While I was eager to indulge my virtues, I still needed a practical car for a family of four, and it had to be affordable. I had never bought a brand-new car in my entire life.

Until recently, the options for EVs were not great. I could cash in my kids’ college funds and buy a Tesla, or I could buy a slightly modified golf cart called a “neighborhood electric vehicle.” Then there were plug-in hybrids like the Volt and the Prius, but these are not gasoline-free.

As California’s ZEV-LEV vehicle mandates started to take effect, companies began to respond with new product. Many of these could be considered “compliance cars” as Fiat Chrysler CEO Sergio Marchionne famously complained.

When Nissan took the opportunity seriously and came out with the Leaf, I was at last able to move. It works as a family car, unlike the Volt (weird back seats) or the Fiat and Smart EVs (too small). The Ford Focus Electric looks good too.

While EVs still have the perception of being expensive cars -- probably thanks to Tesla -- the Leaf is actually one of the most affordable cars on the road, if you consider all costs. The higher efficiency of electric motors overcomes what can be the higher cost of electricity, depending on where you live and fluctuations in the global oil market. A gallon of gasoline is equal to 33.4 kilowatt-hours, so gas at $3 a gallon is equal to electricity at 9 cents per kilowatt-hour. But a Leaf is rated at 108 mpg-equivalent, so it gets three or four times the travel out of that energy.

Edmunds offers a True Cost to Own calculator that compares the five-year total costs of all cars, incorporating depreciation, financing, fuel, insurance, maintenance, and so on. 

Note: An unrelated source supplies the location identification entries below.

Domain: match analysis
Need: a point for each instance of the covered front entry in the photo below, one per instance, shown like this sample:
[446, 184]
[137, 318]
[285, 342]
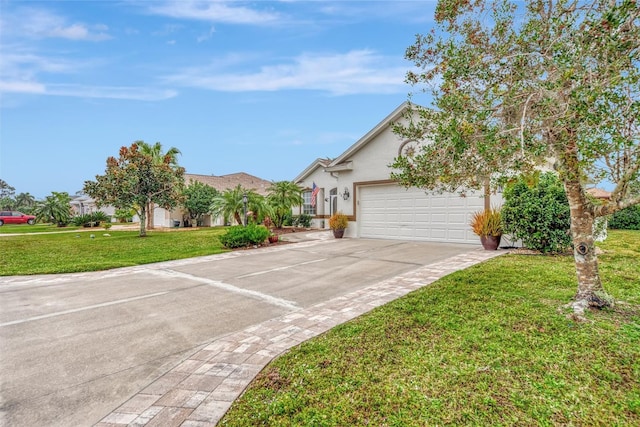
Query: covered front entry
[393, 212]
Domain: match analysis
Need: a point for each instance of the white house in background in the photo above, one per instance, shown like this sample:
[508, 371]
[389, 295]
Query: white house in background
[357, 183]
[165, 218]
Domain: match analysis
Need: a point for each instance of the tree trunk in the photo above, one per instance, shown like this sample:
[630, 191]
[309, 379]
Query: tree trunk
[143, 219]
[590, 290]
[150, 208]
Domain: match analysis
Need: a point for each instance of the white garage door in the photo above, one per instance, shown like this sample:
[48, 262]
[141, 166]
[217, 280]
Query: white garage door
[393, 212]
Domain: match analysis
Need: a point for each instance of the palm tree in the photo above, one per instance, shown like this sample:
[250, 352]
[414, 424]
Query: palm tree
[230, 204]
[283, 195]
[25, 201]
[158, 157]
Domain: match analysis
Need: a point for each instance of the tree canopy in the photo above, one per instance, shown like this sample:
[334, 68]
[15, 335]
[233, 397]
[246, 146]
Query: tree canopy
[516, 86]
[135, 180]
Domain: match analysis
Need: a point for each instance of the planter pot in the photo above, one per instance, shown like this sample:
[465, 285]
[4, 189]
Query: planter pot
[490, 243]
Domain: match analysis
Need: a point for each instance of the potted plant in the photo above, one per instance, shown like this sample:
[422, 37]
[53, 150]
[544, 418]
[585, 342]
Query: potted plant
[488, 225]
[338, 222]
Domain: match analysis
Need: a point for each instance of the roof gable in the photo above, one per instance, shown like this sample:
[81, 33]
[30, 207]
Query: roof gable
[317, 163]
[371, 135]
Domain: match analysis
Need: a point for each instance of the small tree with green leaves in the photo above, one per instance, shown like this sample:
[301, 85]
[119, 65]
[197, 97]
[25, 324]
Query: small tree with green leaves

While a basic car like the 2014 Toyota Corolla has a sticker price of $18,943, the five-year ownership cost is $38,171, including $9,662 in fuel. The similar, though electric, 2014 Leaf SV, with a sticker price of $30,986, has a five-year cost of only $29,075, thanks to $6,000 lower fuel costs and a $7,500 federal tax credit. In states with lower electricity rates than California and state tax credits, the savings are even greater.

So even without the tax breaks, the Leaf is cheaper than a Toyota Corolla. I don't know why Nissan doesn’t put this on every billboard in America.

There are a couple of issues, like range and the availability of charging stations. The Leaf is not for all uses. It has a maximum range of 100 miles, and it takes four hours to charge from dead to full using a 240-volt charger, so it is not a road trip car. You might keep your old stinker around for longer trips, or borrow your neighbor’s.

But it works fine as a Bay Area car. I charge at home on a 120-volt outlet (that’s just a regular 3-prong plug in my driveway). I skipped buying the “Level 2” charger since it added another $1,000 to the bill. My six-year-old daughter plugs in the car for me when we come home, and I charge mostly at night.

Even though the 120-volt outlet results in a 20-hour “trickle charge” from dead to full, it isn’t a problem, since I never drain the battery completely and I don’t drive my car while I’m sleeping.

If I do need a faster charge, or if we need to drive 200 miles in a day, there are a growing number of commercial stations in the Bay Area, as well as a network of EV owners who share their plugs via the PlugShare app.  One of the sharers is Felix Kramer of CalCars fame, who lives in my neighborhood.

Some argue that parking garages should install lots of cheap 120-volt outlets, rather than a few expensive 240-volt charging stations. The cost of power is only 15 cents per hour of charging -- too cheap to meter -- and it would vastly increase the number of EV charging points for very low cost. It especially makes sense for long-term parking at airports, where cars can sit for days.

So while a charging network is somewhat important, I suspect almost all EV charging will be done at home or at work. It is so convenient and cheap, it’s hard to beat. The exception could be people who can’t charge at home or at work, though they may not be good candidates at all, like this guy.

So there you have it; I'm living the EV-PV dream. It doesn’t take much, if you have the right roof and a driveway. It is convenient, cheap, and educational -- and you might just do your part to protect the environment in the process.